Grauel v. Wolfe

Opinion by

Mr. Justice Fell,

The findings of fact by a master or referee, based upon his belief as to the credibility of witnesses and the effect to be given to their testimony, are entitled to the same consideration as the verdict of a jury, and should not bo set aside except for manifest error; but when the facts found are mere deductions from undisputed testimony, or from other facts found from the testimony, they are given no greater weight than his findings of law. The rule is well stated by our Brother McCollum: in the opinion in McConomy v. Reed, 152 Pa. 42: “ It may be stated as a general principle that where the evidence is conflicting and the *88credibility of witnesses is involved a master’s finding upon a question of fact is entitled to tbe same consideration as the verdict of a jury, and will not be' set aside unless it is clearly and palpably against the weight of the testimony. If, however, his finding is a deduction from undisputed facts, or from uncontradicted and credible evidence, the controlling reason for' the application of this principle is not present, because in such a case he has no greater facilities for reaching a correct conclusion than the court has in passing upon the exceptions to his report.”

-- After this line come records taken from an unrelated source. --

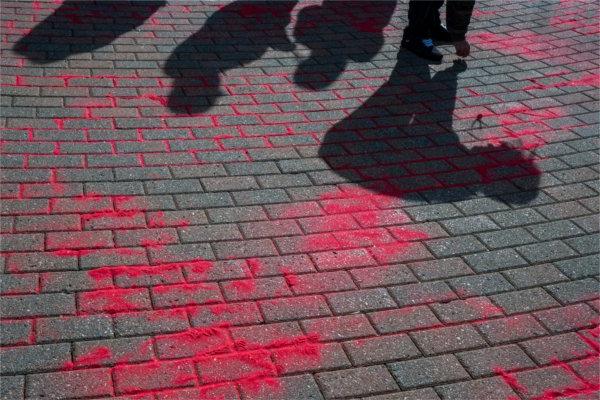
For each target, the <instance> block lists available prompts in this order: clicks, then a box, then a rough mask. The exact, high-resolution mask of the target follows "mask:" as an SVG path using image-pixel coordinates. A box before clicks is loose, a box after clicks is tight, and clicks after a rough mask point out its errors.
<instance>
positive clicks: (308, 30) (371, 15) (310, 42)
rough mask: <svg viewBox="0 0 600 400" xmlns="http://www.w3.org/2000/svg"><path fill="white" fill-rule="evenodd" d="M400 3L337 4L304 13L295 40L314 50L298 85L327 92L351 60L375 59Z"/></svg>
mask: <svg viewBox="0 0 600 400" xmlns="http://www.w3.org/2000/svg"><path fill="white" fill-rule="evenodd" d="M395 8H396V1H390V0H386V1H336V0H325V1H323V3H322V4H321V5H314V6H308V7H305V8H303V9H302V10H300V12H299V13H298V20H297V22H296V25H295V27H294V37H295V39H296V41H297V42H298V43H302V44H303V45H305V46H306V47H308V48H309V49H310V52H311V53H310V57H309V58H307V59H306V60H304V61H302V62H301V63H300V65H299V67H298V70H297V71H296V73H295V75H294V82H295V83H296V84H298V85H300V86H302V87H304V88H307V89H324V88H326V87H327V86H329V85H330V84H331V83H333V82H334V81H335V80H336V79H337V78H338V77H339V75H340V74H341V73H342V72H343V71H344V69H345V67H346V65H347V63H348V62H349V61H356V62H366V61H369V60H371V59H372V58H373V57H374V56H375V55H376V54H377V52H378V51H379V50H380V49H381V47H382V46H383V43H384V37H383V29H384V28H385V26H386V25H387V24H388V23H389V21H390V19H391V17H392V14H393V12H394V9H395Z"/></svg>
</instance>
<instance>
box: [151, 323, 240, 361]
mask: <svg viewBox="0 0 600 400" xmlns="http://www.w3.org/2000/svg"><path fill="white" fill-rule="evenodd" d="M155 339H156V343H157V346H158V347H159V348H163V349H164V348H168V351H167V353H166V355H165V356H163V357H165V358H178V357H186V356H187V357H190V356H191V357H199V356H206V355H211V354H219V353H225V352H229V351H232V350H233V344H232V342H231V340H230V339H229V336H228V334H227V332H226V331H225V330H224V329H217V328H192V329H189V330H187V331H185V332H182V333H176V334H170V335H160V336H156V338H155Z"/></svg>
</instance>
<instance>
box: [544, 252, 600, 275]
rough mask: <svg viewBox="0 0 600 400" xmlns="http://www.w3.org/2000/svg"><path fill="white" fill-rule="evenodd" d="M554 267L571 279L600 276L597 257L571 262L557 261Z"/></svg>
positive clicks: (571, 260) (573, 261)
mask: <svg viewBox="0 0 600 400" xmlns="http://www.w3.org/2000/svg"><path fill="white" fill-rule="evenodd" d="M554 265H555V266H556V267H557V268H558V269H559V270H560V271H561V272H562V273H563V274H565V275H567V276H568V277H569V278H571V279H580V278H585V277H588V276H597V275H598V260H597V257H596V256H584V257H578V258H572V259H570V260H563V261H556V262H554Z"/></svg>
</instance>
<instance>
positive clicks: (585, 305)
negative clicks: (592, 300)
mask: <svg viewBox="0 0 600 400" xmlns="http://www.w3.org/2000/svg"><path fill="white" fill-rule="evenodd" d="M534 315H535V317H536V318H537V319H538V320H539V321H541V323H542V324H543V325H544V326H545V327H546V328H547V329H549V330H550V331H551V332H564V331H570V330H573V329H580V328H584V327H589V326H593V325H595V324H597V323H598V314H597V313H596V312H595V311H594V310H592V309H591V308H590V307H589V306H588V305H587V304H574V305H571V306H567V307H562V308H555V309H552V310H544V311H539V312H537V313H535V314H534Z"/></svg>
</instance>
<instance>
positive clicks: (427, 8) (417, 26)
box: [404, 0, 444, 39]
mask: <svg viewBox="0 0 600 400" xmlns="http://www.w3.org/2000/svg"><path fill="white" fill-rule="evenodd" d="M442 4H444V0H438V1H422V0H410V2H409V3H408V26H407V27H406V28H404V37H405V38H407V39H411V38H415V37H417V38H430V37H431V29H432V28H435V27H437V26H439V25H440V23H441V22H440V8H441V7H442Z"/></svg>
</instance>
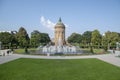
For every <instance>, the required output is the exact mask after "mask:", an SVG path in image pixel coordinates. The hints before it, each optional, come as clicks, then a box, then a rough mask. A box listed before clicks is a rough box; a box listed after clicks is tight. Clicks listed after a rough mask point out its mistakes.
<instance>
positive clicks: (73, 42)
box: [67, 33, 82, 43]
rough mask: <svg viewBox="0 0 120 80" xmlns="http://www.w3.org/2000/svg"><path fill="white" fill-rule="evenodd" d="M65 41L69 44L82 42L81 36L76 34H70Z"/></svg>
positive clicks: (77, 33) (80, 42)
mask: <svg viewBox="0 0 120 80" xmlns="http://www.w3.org/2000/svg"><path fill="white" fill-rule="evenodd" d="M67 41H68V42H69V43H81V41H82V35H81V34H78V33H72V34H71V35H70V36H69V37H68V39H67Z"/></svg>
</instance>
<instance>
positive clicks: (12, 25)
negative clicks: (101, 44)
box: [0, 0, 120, 38]
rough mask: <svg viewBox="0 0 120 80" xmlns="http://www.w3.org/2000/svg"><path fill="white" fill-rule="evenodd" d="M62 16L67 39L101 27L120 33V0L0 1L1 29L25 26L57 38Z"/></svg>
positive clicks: (62, 21)
mask: <svg viewBox="0 0 120 80" xmlns="http://www.w3.org/2000/svg"><path fill="white" fill-rule="evenodd" d="M60 17H61V19H62V22H63V23H64V24H65V26H66V38H67V37H68V36H70V35H71V34H72V33H73V32H76V33H80V34H83V33H84V32H85V31H93V30H95V29H98V30H99V31H100V33H101V34H103V33H104V32H106V31H113V32H120V0H0V31H12V30H16V31H18V30H19V28H20V27H24V28H25V29H26V30H27V32H28V34H29V36H30V33H31V32H32V31H33V30H39V31H40V32H42V33H48V34H49V36H50V37H51V38H54V25H55V24H56V23H57V22H58V19H59V18H60Z"/></svg>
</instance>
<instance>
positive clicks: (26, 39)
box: [16, 27, 30, 48]
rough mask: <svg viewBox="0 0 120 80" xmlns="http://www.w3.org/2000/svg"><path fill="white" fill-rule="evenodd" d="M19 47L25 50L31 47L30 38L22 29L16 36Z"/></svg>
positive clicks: (19, 29) (22, 27)
mask: <svg viewBox="0 0 120 80" xmlns="http://www.w3.org/2000/svg"><path fill="white" fill-rule="evenodd" d="M16 37H17V40H18V43H19V46H20V47H21V48H25V47H28V46H29V40H30V39H29V36H28V34H27V31H26V30H25V29H24V28H23V27H21V28H20V29H19V31H18V33H17V34H16Z"/></svg>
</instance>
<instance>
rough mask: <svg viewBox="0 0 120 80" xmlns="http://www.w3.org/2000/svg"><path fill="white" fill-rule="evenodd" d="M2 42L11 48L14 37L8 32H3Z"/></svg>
mask: <svg viewBox="0 0 120 80" xmlns="http://www.w3.org/2000/svg"><path fill="white" fill-rule="evenodd" d="M0 41H1V42H2V45H3V46H4V47H5V46H6V47H8V48H9V46H10V44H11V41H12V35H11V34H10V33H8V32H1V33H0Z"/></svg>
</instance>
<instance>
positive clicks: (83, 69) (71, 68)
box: [0, 58, 120, 80]
mask: <svg viewBox="0 0 120 80" xmlns="http://www.w3.org/2000/svg"><path fill="white" fill-rule="evenodd" d="M0 80H120V67H116V66H113V65H111V64H108V63H106V62H103V61H100V60H98V59H72V60H59V59H56V60H51V59H28V58H21V59H17V60H14V61H11V62H8V63H5V64H1V65H0Z"/></svg>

The primary error of the learned referee is in his conclusion that a relation of confidence existed between the vendor and the vendee, and this conclusion is an inference from admitted facts or practically uncontradicted testimony. The transaction was an ordinary one of bargain and sale. The vendee had been in the same kind of business' for forty years, he was thoroughly familiar with the business in all its details, and was as capable of determining the value of what'he bought as was the vendor. He made his own investigation, in his own way, during the negotiation which extended over a period of six months. It is true that when asked to examine the books he declined, saying that he would rely on the vendor’s statement as to the amount of sales and profits, but it is evident that he did not rely on these statements. He instituted and carried on an investigation of his own, and kept it up for weeks ; he saw and conversed with the vendor’s employees repeatedly, he examined the slips on which sales were entered on the order books, and made extracts therefrom without the vendor’s knowledge, and he appears by this means to have become entirely familiar with the character and extent of the business before he bought it. His knowledge thus acquired, if not as full as that which might have been obtained from an examination of the books, appears to have been more satisfactory to him, and we cannot but conclude from the testimony that it was upon this knowledge that he acted. If he undertook to judge for himself, or if he acted upon the knowledge gained in his investigations, to verify the representations made, there was no relation of trust between him and the vendor.

Nor do we find that there was in fact any fraudulent representation made by the vendor. It was conceded that the sales of coffee made by the vendor were substantially as represented *89by him, and the referee does not find that there was any misrepresentation as to the amount of the profits of the business. The uneontradicted evidence from the books produced is that the profits were in excess of the representation made. The only remaining allegation of fraud was that the representation as to the amount of coffee roasted for customers was untrue. Whether the representation made related to the whole amount of coffee roasted or only to that roasted for customers was disputed by the testimony. But taking the view most favorable to the plaintiff, and assuming that the representation related to the roasting of coffee for customers, the testimony would not sustain a finding of fraud. Two expert accountants who had examined the books testified. One found that the whole amount of roasting done for both customers and for sale equaled the amount represented, and as the profits on coffee sold exceeded the profits on roasting done for others, if there was a discrepancy between the facts and the representation, the plaintiff profited by it. The other witness found that the amount appearing from the books was short of the amount represented, but he had not, because of the imperfect manner in which the books were kept, brought the account up to within four months of the time of the sale of the business. When recourse was had to the books the defendant was entitled to have the whole account considered, and we can see no reason for setting aside the conclusion reached from a full examination and adopting that reached by a partial one.

The decree of the court is affirmed at the cost of the appellant.